Amura had gone still at Yamada's right side. His hands came together in front of him, the fingers interlocked, and he bowed his head over them with an expression of absolute concentration. When he spoke, the words were precise and without drama, each syllable placed carefully, like a blade being set against a stone.

「O' mother of the Crimson, I surrender my sanity to the cup. Let the pulse of Hearts dictate their doom.」

The shadows nearby moved. Not the natural movement of shadow responding to light, but something else, something intentional, something called. Three shapes assembled themselves from the dark beneath the trees and took the form of foxes, matching the black monsters ahead of them almost perfectly. Summoned shapes, solid enough to cast their own shadows, moving with the fluid and purposeful grace of things that had been told exactly what to do.

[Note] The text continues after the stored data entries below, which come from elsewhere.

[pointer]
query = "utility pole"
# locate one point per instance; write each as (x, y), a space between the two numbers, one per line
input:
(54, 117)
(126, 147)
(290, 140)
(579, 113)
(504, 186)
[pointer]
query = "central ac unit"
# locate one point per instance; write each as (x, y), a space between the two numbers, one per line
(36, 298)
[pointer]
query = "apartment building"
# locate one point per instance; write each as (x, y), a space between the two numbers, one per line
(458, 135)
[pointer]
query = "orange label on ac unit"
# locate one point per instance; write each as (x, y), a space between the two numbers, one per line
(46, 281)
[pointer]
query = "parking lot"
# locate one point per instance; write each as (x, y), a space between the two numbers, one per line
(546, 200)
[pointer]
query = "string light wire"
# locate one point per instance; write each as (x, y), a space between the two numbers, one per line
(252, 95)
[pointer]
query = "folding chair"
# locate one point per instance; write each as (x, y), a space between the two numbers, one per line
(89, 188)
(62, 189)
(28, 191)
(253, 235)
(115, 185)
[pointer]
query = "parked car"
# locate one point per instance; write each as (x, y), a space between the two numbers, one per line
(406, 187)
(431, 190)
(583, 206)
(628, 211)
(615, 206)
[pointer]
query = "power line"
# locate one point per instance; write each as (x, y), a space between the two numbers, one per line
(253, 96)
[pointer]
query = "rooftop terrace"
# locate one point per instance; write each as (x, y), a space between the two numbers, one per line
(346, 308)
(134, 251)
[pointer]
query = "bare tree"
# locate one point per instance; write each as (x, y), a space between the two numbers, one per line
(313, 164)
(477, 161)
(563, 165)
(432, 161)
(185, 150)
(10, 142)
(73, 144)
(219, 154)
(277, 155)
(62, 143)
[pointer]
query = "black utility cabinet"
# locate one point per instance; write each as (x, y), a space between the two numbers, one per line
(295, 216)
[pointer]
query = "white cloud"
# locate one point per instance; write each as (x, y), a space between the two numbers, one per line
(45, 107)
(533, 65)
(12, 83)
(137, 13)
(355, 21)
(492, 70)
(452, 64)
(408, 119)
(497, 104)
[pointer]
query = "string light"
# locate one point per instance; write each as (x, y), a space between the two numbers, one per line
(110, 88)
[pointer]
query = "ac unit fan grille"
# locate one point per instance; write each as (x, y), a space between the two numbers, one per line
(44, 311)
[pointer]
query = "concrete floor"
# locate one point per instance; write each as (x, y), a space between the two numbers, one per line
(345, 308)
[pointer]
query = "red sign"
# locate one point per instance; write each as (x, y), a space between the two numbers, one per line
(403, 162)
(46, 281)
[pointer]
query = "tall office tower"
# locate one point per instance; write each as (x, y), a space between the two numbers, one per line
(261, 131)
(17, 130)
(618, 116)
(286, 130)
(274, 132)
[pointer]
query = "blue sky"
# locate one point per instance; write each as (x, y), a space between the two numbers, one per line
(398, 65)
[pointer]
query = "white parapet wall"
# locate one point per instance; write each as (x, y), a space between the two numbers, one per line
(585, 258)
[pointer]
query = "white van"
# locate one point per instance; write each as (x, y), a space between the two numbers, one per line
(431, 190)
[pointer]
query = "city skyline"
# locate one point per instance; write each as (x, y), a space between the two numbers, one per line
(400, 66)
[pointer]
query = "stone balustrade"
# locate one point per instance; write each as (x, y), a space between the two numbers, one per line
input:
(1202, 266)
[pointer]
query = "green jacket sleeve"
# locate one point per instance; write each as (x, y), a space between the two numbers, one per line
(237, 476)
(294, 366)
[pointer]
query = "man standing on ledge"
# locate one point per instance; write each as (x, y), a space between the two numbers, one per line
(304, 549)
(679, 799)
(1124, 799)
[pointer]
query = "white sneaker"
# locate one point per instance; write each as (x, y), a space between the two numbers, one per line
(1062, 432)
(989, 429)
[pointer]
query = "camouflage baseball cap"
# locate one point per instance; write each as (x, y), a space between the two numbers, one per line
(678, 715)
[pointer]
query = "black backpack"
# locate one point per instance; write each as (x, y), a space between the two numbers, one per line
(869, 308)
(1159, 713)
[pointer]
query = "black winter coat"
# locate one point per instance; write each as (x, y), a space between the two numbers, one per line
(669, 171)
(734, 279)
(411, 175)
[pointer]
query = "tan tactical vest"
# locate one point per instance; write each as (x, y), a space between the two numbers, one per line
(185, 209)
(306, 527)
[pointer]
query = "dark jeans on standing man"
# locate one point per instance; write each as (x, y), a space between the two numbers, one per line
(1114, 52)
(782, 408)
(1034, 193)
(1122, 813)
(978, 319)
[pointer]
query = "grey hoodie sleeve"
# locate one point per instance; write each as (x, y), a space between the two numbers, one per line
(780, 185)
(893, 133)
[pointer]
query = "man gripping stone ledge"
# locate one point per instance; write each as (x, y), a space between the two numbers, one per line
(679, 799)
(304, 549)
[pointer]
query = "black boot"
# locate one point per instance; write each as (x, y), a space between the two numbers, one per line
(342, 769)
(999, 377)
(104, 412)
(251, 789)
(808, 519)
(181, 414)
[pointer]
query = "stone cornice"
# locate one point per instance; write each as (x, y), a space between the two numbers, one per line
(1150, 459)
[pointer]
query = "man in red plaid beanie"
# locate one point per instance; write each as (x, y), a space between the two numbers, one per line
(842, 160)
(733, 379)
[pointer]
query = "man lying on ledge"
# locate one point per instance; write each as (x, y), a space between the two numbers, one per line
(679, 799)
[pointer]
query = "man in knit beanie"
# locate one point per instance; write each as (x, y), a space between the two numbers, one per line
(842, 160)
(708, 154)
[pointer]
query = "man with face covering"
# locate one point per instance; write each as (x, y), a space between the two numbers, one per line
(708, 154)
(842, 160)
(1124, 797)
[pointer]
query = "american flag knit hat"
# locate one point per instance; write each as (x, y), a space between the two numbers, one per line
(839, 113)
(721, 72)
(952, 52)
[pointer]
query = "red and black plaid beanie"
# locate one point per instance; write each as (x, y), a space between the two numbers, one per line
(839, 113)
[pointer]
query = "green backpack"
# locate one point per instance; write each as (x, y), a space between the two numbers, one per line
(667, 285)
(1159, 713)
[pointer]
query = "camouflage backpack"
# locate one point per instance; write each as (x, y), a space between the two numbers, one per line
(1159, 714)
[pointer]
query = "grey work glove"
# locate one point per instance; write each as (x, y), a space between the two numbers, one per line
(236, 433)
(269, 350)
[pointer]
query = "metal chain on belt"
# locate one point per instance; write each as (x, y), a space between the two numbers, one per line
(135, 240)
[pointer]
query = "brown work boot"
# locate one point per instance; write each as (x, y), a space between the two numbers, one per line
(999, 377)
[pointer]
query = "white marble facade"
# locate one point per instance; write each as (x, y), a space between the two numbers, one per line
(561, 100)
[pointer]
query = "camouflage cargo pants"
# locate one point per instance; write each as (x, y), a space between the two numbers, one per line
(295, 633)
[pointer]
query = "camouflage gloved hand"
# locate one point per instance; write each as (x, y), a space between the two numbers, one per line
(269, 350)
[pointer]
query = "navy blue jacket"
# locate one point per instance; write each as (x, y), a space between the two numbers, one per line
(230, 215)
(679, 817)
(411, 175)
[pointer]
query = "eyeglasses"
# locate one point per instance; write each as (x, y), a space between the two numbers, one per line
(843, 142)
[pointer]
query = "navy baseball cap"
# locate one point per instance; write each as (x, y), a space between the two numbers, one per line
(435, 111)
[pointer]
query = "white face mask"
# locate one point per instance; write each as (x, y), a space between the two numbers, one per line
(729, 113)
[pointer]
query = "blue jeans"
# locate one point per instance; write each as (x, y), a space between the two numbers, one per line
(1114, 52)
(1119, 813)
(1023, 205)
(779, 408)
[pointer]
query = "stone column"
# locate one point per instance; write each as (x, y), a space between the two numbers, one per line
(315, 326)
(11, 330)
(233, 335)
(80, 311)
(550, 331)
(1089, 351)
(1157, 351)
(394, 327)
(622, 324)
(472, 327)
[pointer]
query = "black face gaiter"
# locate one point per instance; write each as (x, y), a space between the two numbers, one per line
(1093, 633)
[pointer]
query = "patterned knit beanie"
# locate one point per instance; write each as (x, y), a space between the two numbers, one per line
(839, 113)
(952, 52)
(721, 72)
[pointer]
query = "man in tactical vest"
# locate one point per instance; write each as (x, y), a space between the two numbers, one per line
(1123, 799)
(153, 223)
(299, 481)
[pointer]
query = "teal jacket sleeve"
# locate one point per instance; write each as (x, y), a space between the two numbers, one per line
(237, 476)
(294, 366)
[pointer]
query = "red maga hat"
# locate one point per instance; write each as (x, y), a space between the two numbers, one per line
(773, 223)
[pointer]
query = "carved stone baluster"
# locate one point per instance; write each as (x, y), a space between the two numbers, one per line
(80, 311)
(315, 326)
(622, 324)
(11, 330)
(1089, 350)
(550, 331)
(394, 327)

They advanced on Amura's command without a sound.

Killian watched them go, then turned to see what Laufey was doing.

She was doing nothing with her hands. She spoke no incantation. She simply reached to her hip, drew the katana from its sheath in one smooth motion, and held it at her side. A dark aura built around the blade, visible and slow-moving, like smoke from cold fire.

"She did not say anything," Killian said, genuinely puzzled. "No spell. No words. How does that work?"

"Her card is a Minor Arcana Wildcard," Marie said quietly, beside him. "The rules are different for that type."

Killian went still.

He reached into his pocket and pulled his card out slowly, turning it face-up in his palm. The golden edges. The illustration of the figure walking away from the village. The words printed beneath.

*The Cursed Villager.*

"Wait." He looked at Laufey's blade, then down at his card. "Minor Arcana Wildcard. That means she has the same type as me." A pause. "My card is called The Cursed Villager."

Zou Shi turned to look at it. His face went through several expressions very quickly, starting at neutral and arriving somewhere between amusement and pity.

"I'm sorry," he said. "Did you say The Cursed Villager?"

"Yes."

"That is the name of your card."

"It is."

Zou Shi pressed his lips together. "Brother, I say this with care." He patted Killian once on the shoulder. "You are not lucky, LOL!"

Killian looked down at the card. The figure on it walked its eternal road away from the village, unbothered, going nowhere in particular. He watched it for a moment.

"Yeah," he said quietly. "I sort of got that impression."